Was Humanität angeht fallen mir viel zu viele Beispiele ein bei denen das Christentum ganz erheblich in die Gegenrichtung gerudert hat und es zum Teil bis heute tut.
Während so mancher, männliche heidnische Gott sich durchaus mal ne heftige Schelle von einer weiblichen Gottheit oder anderen Entität eingefangen hat predigen nicht wenige Christen auch heute noch einen von "der Mann sei das Haupt der Frau", "Frauen haben keine Männer zu belehren" und auch das "Argument", dass es zum Schutze einer guten Ehe notwendig sei, wenn der Mann das letzte Wort habe ist mir leider keineswegs als Scherz begegnet.
Über Frauendiskriminierung im Islam ist ja genug bekannt, aber gern wird vergessen, dass die Geringschätzung der Frau im Christentum auch nur "abgeschafft" werden kann, wenn man bereit ist die "heilige Schrift" ganz erheblich zu filtern.
Auch z.B. den Kampf den homosexuelle führen mussten und zum Teil noch immer müssen hatte stets zumindest ganz erhebliche Ursprünge aus religiöser und christlicher Richtung.
Von Kreuzzügen, Inquisition, dem ganzen Theater in Irland und Co mal gar nicht erst anzufangen.
Am Ende liegt es immer zwar am Menschen selbst, was er mit irgendwelchen Schriften anfängt, aber im Christentum eine Basis für kulturelle und humanitäre Überlegenheit zu sehen ist mir persönlich aufgrund historischer und zeitgenössischer Fakten unmöglich.
Ich fände es sogar schön, wenn Religionsunterricht in der jetzigen Form komplett abgeschafft würde und durch ein Unterrichtsfach ersetzt würde in dem man kindgerecht über Ursprünge, Gemeinsamkeiten, Unterschiede usw verschiedener Glaubensrichtungen, Mythen und Co spricht.
Wir sind eine Menschheit und leben immer häufiger Tür an Tür mit Menschen, die nicht mehr bzw nicht mehr ganz selbstverständlich ähnliche religiöse Werte haben.
Statt bereits 6 Jährigen einzutrichtern wie massiv und bedeutsam die Unterschiede sind indem man bereits in der Grundschule Religionsunterricht einen Stellenwert einräumt den er so in einer staatlichen Schule nicht haben sollte, sollten Kinder mehr darüber erfahren welche Religion die Familie des Banknachbarn praktiziert, welche Bräuche nicht religiöse Familien für sich etabliert haben..

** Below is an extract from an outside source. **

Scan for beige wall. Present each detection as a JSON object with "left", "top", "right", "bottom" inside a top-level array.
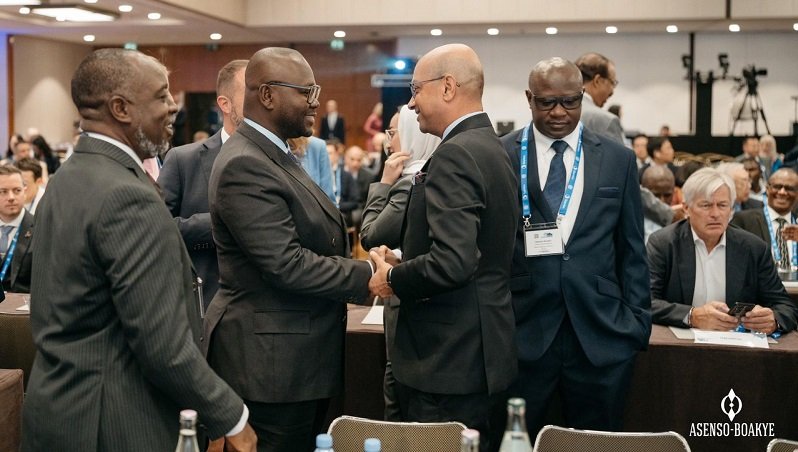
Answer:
[{"left": 10, "top": 36, "right": 92, "bottom": 145}]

Auch sollte mehr über altnordische Mythen gelehrt werden, nicht um religiösen Einfluss auszuüben (das sehe ich in keinem Fall als Aufgabe der Schule an), sondern weil es ein ganz erheblicher Teil unserer Kultur ist und schon lange vor der Christianisierung so gewesen ist.
Grade weil Religionsfreiheit meiner Ansicht nach etwas großartiges ist, sollten auch diese Wurzeln nicht mehr und mehr verschwinden.
Außerdem wärs meiner Ansicht nach eben generell gesund mehr über Gemeinsamkeiten zu sprechen als bereits in Klasse 1 durch getrennten Unterricht die Unterschiede hervorzuheben und zu zementieren.